People were to stay in the transit camp until land elsewhere became available. For many, this camp became a permanent home. The Transvaal Provincial Administration, which was then the local authority, developed the plots into formal housing stands. In 1999, the former Northern Municipality Local Council began to initiate formal development in the area. There were about 4,000 families living in backyard shacks and 6,035 families in the reception area, a transit zone established by the city council.

Compounding the congestion, in 2001 the Gauteng government moved about 5,000 families to Diepsloot from the banks of the Jukskei River in Alexandra. The move, part of the Alexandra Renewal Project, was intended "to de-congest and address the need to create a healthy and clean living environment" in Alexandra, one of South Africa's oldest townships.

An aim was also to prevent shacks being washed away when the river flooded, something that happened year after year. The influx of people from Alexandra placed further strain on the already stretched resources of Diepsloot. The relocated families did not qualify for housing benefits.

===Modern day===
So far, 4,900 Reconstruction and Development Programme (RDP) houses have been constructed in Diepsloot. Another 737 housing stands with water and sanitation facilities have been allocated. The national housing policy has moved away from the mass provision of standard RDP houses: it now follows the People's Housing Process model, a project being implemented in Diepsloot West. RDP houses are still being constructed, but the new process has the state provide a subsidy that covers the cost of building a house. The prospective home owner is expected to pay a portion of the costs.

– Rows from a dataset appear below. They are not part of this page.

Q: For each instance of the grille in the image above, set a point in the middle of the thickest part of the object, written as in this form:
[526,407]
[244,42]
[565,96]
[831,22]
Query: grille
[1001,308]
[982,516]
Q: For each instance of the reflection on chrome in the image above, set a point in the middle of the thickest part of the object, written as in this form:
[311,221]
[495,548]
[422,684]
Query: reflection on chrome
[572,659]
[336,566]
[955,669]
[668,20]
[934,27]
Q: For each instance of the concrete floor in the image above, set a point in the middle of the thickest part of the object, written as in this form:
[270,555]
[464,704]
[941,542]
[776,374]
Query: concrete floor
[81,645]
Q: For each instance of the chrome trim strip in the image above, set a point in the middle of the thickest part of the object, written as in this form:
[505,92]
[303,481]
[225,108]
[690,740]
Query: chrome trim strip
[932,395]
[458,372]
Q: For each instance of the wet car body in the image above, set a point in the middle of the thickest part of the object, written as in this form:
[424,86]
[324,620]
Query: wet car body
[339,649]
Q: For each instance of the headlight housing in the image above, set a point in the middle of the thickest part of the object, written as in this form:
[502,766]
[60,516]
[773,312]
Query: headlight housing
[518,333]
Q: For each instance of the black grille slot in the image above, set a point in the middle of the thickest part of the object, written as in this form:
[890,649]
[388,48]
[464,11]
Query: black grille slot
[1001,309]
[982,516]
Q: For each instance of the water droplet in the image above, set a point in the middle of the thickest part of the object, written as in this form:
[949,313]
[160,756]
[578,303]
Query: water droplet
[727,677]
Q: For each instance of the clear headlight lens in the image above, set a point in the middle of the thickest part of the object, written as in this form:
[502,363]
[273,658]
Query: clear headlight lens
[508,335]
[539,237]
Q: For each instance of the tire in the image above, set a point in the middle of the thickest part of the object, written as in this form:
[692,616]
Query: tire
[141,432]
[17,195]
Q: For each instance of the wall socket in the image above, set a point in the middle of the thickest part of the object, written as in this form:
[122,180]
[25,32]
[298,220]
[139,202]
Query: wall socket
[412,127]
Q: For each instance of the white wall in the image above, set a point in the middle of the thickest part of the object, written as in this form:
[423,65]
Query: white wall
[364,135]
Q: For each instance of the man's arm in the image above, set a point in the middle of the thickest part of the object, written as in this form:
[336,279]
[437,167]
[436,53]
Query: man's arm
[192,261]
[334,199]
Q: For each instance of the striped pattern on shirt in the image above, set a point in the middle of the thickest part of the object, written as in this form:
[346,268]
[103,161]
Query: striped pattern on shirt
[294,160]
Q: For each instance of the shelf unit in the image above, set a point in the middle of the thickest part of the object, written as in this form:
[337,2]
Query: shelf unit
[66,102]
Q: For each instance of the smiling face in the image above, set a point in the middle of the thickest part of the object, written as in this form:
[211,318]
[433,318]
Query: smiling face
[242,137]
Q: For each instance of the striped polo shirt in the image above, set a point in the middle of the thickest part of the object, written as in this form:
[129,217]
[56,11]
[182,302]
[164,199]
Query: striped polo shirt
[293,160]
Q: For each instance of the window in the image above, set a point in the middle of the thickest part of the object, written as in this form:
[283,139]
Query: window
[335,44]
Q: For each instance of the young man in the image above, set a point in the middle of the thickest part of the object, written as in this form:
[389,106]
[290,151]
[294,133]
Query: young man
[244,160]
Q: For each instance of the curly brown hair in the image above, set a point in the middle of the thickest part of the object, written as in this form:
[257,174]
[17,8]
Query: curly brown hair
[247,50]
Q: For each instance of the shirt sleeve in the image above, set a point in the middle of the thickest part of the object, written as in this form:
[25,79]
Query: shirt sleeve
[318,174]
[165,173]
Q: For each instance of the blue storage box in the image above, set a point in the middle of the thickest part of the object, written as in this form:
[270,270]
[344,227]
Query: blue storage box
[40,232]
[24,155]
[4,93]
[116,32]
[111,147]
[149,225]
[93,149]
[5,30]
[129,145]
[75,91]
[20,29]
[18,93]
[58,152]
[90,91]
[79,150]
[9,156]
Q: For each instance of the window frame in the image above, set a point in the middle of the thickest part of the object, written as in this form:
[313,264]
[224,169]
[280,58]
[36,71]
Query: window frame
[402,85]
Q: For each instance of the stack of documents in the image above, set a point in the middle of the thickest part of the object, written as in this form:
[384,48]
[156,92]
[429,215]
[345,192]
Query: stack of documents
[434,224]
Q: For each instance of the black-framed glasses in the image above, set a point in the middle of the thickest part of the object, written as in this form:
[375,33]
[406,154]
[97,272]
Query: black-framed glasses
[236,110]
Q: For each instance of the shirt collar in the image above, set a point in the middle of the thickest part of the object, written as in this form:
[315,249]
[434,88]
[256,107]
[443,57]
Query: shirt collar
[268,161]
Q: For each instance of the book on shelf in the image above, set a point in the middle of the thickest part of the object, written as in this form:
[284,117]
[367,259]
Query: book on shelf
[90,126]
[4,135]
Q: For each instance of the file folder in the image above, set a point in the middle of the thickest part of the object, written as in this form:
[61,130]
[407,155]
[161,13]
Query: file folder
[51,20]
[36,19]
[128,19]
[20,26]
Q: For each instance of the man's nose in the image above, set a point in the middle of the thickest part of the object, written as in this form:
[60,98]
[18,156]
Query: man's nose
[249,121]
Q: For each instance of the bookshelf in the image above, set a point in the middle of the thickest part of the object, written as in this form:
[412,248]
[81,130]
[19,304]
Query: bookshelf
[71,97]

Diepsloot is now home to about 140,000 people. Many of them live in 3×2 metre shacks, assembled from scrap metal, wood, plastic and cardboard. Some families lack access to running water, sewerage and rubbish removal. All extensions except for extensions 1, 5, 12 and 13 have tar roads, drainage and street lights. Members of the local council live in all extensions, except extension 5.

Extensions 1 and 5 often get flooded in the heavy summer rains as the water from the mall runs down into their roads. Residents use paraffin and electric stoves for cooking. In the 2011 census, 18.4% of dwellers have piped water inside their dwelling, 61.2% have electricity and 74.1% have access to a flush toilet connected to the sewage system. The majority of shacks which have access to electricity use a prepaid meter, but this is becoming increasingly expensive and is used sparingly.

==Popular culture==
Diepsloot was featured on the BBC program Law and Disorder in Johannesburg. Karl Pilkington visited Diepsloot and talked to a group of students as a part of Season Two of An Idiot Abroad in 2011.

The television series DiepCity which was playing in Mzansi Magic was based on life in Diepsloot.

== Social deprivation ==
Diepsloot is generally described as a notorious settlement full of crime, violent protests and unpredictability. This place is inhabited by people from different tribes, cultures, traditions and nationalities, many of whom have no educational background or a skill set which they can use to find employment. The lack of education or skill set may be due to material deprivation, lack of security and the absence or dysfunctional needs such as water and sanitation infrastructure development.

The above-mentioned factors have a detrimental effect on employment opportunities towards Diepsloot dwellers as employers cannot hire people without a basic education or skill set and come from a community that is generally described as violent and full of crime.